Don't grieve alone; 14,000 members and growing
The widespread practice of a viewing of the body and wake at a funeral home is not helpful to me as it seems to be for so many people. But I do need to say goodbye formally, in a memorial service. As a person of faith, I prefer religious services; but some formal rite of farewell, some ritual recognition that a life has ended is still important, if the family is not religious. It has always been important to mankind, and it is important to me. My uncle wanted nothing, no service, no wake, no gathering. He was in the Navy for 20 years, an enlisted man who retired as a Lieutenant Commander and a Vietnam War veteran. He could have been buried with full military honors. It is a beautiful ceremony, but he wanted nothing. Looking back, it feels like anger, a denial to his family of an opportunity to come together to grieve, to remember. I don't know. We never talked about it. He had a very complicated relationship with his son. But I think it was very wrong of him, and I would have tried to change his mind if I had known what he had decided.

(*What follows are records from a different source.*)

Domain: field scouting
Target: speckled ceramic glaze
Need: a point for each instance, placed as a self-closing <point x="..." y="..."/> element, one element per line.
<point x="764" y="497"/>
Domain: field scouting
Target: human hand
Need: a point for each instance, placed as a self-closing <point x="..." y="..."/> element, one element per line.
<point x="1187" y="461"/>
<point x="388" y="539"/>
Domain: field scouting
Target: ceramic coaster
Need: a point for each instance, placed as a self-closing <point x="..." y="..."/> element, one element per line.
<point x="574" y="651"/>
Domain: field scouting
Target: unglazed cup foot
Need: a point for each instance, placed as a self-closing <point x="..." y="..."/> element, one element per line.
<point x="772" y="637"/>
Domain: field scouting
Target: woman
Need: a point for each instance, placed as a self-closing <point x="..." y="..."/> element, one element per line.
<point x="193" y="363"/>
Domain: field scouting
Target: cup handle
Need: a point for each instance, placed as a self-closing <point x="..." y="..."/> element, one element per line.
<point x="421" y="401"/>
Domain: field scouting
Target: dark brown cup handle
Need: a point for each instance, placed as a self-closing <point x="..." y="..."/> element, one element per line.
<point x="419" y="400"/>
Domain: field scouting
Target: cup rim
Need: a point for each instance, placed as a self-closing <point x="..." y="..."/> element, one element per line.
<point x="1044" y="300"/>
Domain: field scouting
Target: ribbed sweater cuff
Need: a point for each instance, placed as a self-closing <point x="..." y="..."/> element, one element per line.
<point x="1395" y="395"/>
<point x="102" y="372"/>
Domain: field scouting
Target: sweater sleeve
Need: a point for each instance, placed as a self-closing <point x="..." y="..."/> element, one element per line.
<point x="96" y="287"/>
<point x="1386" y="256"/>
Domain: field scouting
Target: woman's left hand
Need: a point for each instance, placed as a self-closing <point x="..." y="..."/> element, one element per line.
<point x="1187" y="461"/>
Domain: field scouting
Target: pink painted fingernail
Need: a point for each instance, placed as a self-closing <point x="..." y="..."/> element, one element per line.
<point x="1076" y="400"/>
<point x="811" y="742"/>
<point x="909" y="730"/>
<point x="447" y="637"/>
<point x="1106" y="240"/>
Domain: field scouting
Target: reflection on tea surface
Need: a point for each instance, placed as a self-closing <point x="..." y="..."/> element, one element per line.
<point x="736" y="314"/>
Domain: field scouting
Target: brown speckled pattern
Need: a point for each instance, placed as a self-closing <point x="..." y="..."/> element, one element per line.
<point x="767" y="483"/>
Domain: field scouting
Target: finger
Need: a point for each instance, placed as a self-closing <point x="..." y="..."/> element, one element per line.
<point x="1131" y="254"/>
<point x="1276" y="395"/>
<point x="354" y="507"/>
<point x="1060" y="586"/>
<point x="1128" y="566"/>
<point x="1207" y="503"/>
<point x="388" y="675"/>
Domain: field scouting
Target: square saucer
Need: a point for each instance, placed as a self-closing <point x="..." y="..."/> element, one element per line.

My mentally challenged cousin had a memorial service at the church that he attended faithfully. It was attended by 150 people. One of his caregivers filled 6 poster boards with pictures of Paul for the service and the gathering afterward. He was much loved, not just by me.
I think there's a lesson here for us. If we did not have the opportunity to formally say goodbye to those we have loved and lost, I think we need make our own ritual. We need to say those goodbyes. I think I am going to write a letter to my uncle and put it in a bottle and drop it in the Missouri River which is near where I live. Hopefully, it will float out to the sea that he loved.